Perceptions of Higher Education

Watch ''Perceptions of Higher Education: What It All Means, and What Are We Prepared to Do About It?'' - a panel discussion around higher education’s value that explores the challenges for the future and discusses collective actions that have made a difference in past campaigns.

Discover the Next gained important momentum in early February, when leaders of the campaign’s three organizing associations — CASE, ACE and AGB – gathered with higher education advocates to advance a collective strategy for advancing public perceptions of higher education.

“We need to listen to the language the public uses about us and focus on the goals the public recognizes as the right goals for us,” ACE President Ted Mitchell said. “Talking louder isn’t the way. We need to listen first, then share the stories that meet their concerns.”

Mitchell offered his observations as part of “Perceptions of Higher Education: What It All Means, and What Are We Prepared to Do About It?”, a panel discussion moderated by CASE President and CEO Sue Cunningham and co-located with the CASE District VIII conference in Bellevue, WA.

Cunningham and Mitchell were joined on the panel by University of Washington President Ana Mari Cauce and Microsoft Corporate Vice President for Technology and Corporate Responsibility Teresa Hutson. AGB President and CEO Henry Stoever offered closing remarks.

More than 300 higher ed supporters around the world participated in the event via livestream, joining an onsite audience of 350. Discover the Next, which is generously supported by the Bill & Melinda Gates Foundation, is addressing issues of trust in higher education by amplifying the positive impact of colleges and universities in their cities and regions. Through social media, op-eds and related outreach, the campaign will expand the reach of members’ stories—about alumni accomplishments, student life, research outcomes, and community engagement – to national media and columnists, legislators, the business community and prospective students and families.

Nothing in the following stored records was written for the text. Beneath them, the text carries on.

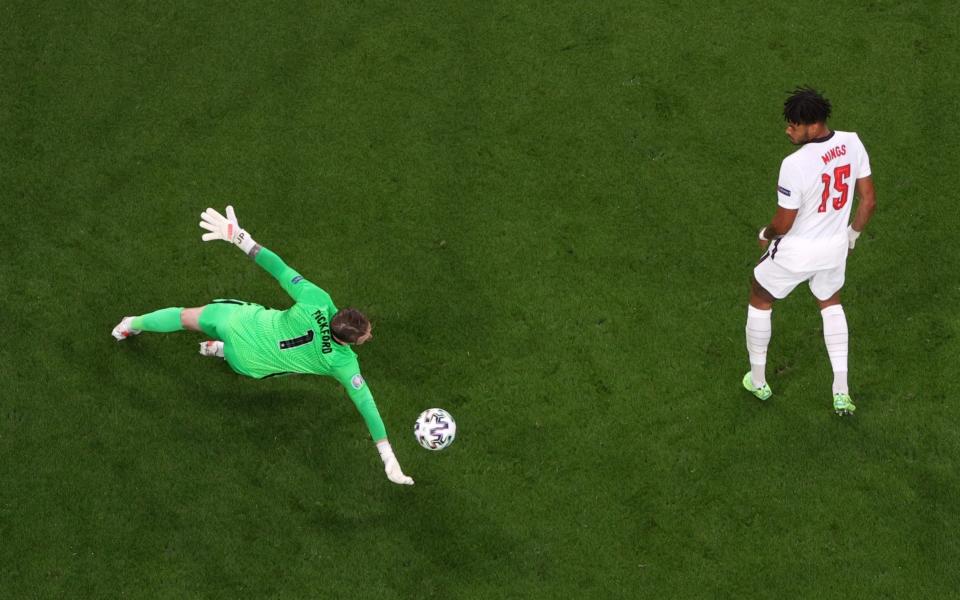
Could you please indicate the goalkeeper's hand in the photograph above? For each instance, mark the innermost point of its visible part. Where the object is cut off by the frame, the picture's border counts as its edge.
(225, 228)
(390, 464)
(852, 235)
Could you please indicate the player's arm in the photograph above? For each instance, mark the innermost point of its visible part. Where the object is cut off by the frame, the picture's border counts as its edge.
(781, 224)
(865, 208)
(228, 229)
(363, 400)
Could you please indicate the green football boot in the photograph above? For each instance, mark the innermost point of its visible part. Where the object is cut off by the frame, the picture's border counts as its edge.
(763, 392)
(842, 404)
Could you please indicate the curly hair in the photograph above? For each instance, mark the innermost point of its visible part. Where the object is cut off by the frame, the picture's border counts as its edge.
(806, 106)
(349, 325)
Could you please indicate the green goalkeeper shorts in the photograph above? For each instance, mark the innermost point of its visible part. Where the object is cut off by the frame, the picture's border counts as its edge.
(215, 316)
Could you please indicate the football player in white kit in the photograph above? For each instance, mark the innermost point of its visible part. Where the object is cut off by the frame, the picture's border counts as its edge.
(811, 235)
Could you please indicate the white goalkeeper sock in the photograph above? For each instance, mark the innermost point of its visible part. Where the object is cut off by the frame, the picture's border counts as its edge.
(836, 337)
(759, 330)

Citing increased public concern around student debt, the marketability of a degree, and perceptions of ideological indoctrination and ideological arrogance, panelists each noted that reversing such mistrust requires long-term commitment.

“Trust is lost in buckets,” Mitchell observed, “and regained in drops,” a theme that resonated throughout the event.

Moreover, Mitchell noted, reversing mistrust lies not only in communicating differently but in aligning institutional actions to address public concerns. The disconnect with the public, he said, “has a grain of truth. We can’t turn it around by shouting louder.”

Cauce concurred. “Presidents who are working very hard to make their institutions more accessible get angry and defensive,” she said. “But there are truths in those perceptions and we need to own up to them and be accountable.”

Cauce and fellow panelists also highlighted positive public views of higher ed, noting that even individuals who say they don’t trust universities “want their kids to go.” And trust remains high for constituents’ hometown institutions, particularly community colleges. “Community colleges don’t have a trust problem,” Mitchell observed. “They’re local, and their mission is good. We can learn from them about how they are communicating their value.”

Cauce and fellow panelists cited the 2019 Yes, It’s Possible campaign in Washington state as a model for the power of collective action to improve access to higher education. A joint effort among the state’s public and private campuses, legislators, and leading employers, including Microsoft, the campaign resulted in passage of legislation funding a dramatic expansion of financial aid to state residents known as the Washington College Grant.

Hutson, of Microsoft, who spearheaded the participation of business and industry in the Washington state campaign, said the rationale for the initiative was clear. “Businesses need predictability. And it’s expensive to hire talent. As a business, you want to know you can continue to grow. Knowing this state was going to invest in the people who live and learn here makes good sense.”

Throughout the discussion, panelists offered practicable actions college and universities can take to meet societal needs and advance public appreciation of their value, including:

  • Smoothing the transfer of credit among institutions
  • Making financial award letters easier to understand, by clearly distinguishing between grants and loans
  • Strengthening academic advising
  • Introducing students to career advising early
  • Targeting fundraising around identified public priorities, such as paid internships

To communicate higher education’s value more effectively, panelists advised, institutions need to recognize the public’s concerns and respond collectively.

Cunningham emphasized the importance of participation from colleges and universities across the higher ed sector. “Even the strongest institutions’ efforts can be diminished,” she pointed out, “if their efforts are mistrusted.”

“We have an opportunity to build up from the bottom and tell our story,” Mitchell said, “creating a positive ripple, a groundswell, about institutions that Get It.”

“It’s not about inputs,” Stoever noted in his concluding remarks, “it’s about outcomes.”